We have a nice big flat-topped rock next to the tall old oak in the garden, with daffodils growing around it, it's a great place to sit in the shade on a hot-day break from gardening or woodpslitting, and while I was in the house taking a lunch break the shemonkey came out of the bamboo and headed straight for the rock in all familiarity, sat down casually and looked around like she owned it all, landlady taking inventory, relaxing there on her comfy rock amid her daffodils in the cool shade of her oak as calmly as you or I might sit there with our arms around our knees and scanned the garden in all serenity, itemizing, thinking to herself 'hmmm... I notice my human tenant has put in some tomatoes for me, they should be due in 4-6 weeks…' and making a note in the mental palm pilot they all carry, when I stepped quietly out onto the deck and grabbed a couple of egg-sized rocks from the monkey ammo basket.

She didn't see me or hear me, she was so engrossed in the new assets I had generated on her behalf '...we finished what few mushrooms there were last time, but now where are the onions, cucumbers, pumpkins I require...' and was puzzling over what to do with all that pointless firewood ‘…maybe the kids could play on it...,' so deep in her audit she didn't notice me until I pounded the rocks on the deck railing and made like a New York landlord yelling in monkey. She levitated about three feet in the air, legs already running in the away direction.

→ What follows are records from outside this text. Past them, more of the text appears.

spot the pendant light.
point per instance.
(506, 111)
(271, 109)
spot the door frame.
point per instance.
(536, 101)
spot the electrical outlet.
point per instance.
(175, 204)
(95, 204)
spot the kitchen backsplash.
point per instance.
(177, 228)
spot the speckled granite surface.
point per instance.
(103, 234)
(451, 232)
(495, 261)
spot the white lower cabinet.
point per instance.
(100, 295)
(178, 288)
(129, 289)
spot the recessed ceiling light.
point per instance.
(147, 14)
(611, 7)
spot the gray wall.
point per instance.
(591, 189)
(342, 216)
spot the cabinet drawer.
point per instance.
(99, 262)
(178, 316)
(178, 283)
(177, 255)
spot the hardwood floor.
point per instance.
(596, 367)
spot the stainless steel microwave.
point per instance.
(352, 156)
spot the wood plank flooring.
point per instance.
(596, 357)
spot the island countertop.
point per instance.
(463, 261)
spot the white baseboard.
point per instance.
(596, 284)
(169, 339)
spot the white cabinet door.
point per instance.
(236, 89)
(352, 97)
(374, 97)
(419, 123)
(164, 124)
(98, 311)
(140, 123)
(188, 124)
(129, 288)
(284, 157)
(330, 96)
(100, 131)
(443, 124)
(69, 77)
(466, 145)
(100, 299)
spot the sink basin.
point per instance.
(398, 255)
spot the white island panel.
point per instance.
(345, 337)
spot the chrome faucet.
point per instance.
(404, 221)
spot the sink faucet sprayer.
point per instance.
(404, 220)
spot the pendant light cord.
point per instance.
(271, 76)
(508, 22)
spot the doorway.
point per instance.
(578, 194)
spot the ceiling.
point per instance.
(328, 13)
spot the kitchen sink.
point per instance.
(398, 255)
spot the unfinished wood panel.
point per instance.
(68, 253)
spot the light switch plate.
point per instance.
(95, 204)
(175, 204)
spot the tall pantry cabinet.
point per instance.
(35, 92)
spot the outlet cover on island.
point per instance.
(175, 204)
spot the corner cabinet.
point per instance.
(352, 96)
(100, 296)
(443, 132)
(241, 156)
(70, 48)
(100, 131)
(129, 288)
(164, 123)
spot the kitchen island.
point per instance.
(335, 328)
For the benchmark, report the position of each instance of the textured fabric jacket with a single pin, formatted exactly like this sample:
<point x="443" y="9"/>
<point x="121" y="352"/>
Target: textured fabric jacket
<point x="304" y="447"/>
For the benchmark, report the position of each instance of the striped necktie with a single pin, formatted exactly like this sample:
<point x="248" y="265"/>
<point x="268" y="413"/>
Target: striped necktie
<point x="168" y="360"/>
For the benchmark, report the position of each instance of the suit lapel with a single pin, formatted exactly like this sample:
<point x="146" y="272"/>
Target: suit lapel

That's when I noticed that at least half a dozen henchmonkeys had been hunching quietly up in the trees above the hairy landlady and in the underbrush behind her, where they'd been awaiting the results of her inventory, ready to carry off whatever of her assets she indicated. They all took off at once in a loud cloud of brown fur, discussing tomato due dates.

Reminded me of the IRS, somehow...

3 comments:

Winston said...

Yep, 'cept the IRS doesn't make so much noise and furry flurry. They just quietly, stealthily, lurk... waiting to pounce without warning.

Another great monkey business story, Bob!

Is "woodplitting" anything like splitting wood? Line 2. Please edit out this part of my Comment, if you wish... No need to alert the simians that you can make mistakes...

Bob Brady said...

Thanks, Winston; I inadequately meant the henchmonkeys hunching reminded me of the IRS; and no, woodplitting is what I do after splitting the wood... I'll fix the error, and keep your bright comment as a mental memento.

Mary Lou said...

I just love your monkey stories! Im lying here in bed reading and laughed out loud when you banged the rocks. I just envisioned her levitating and moving out before she even thought about it.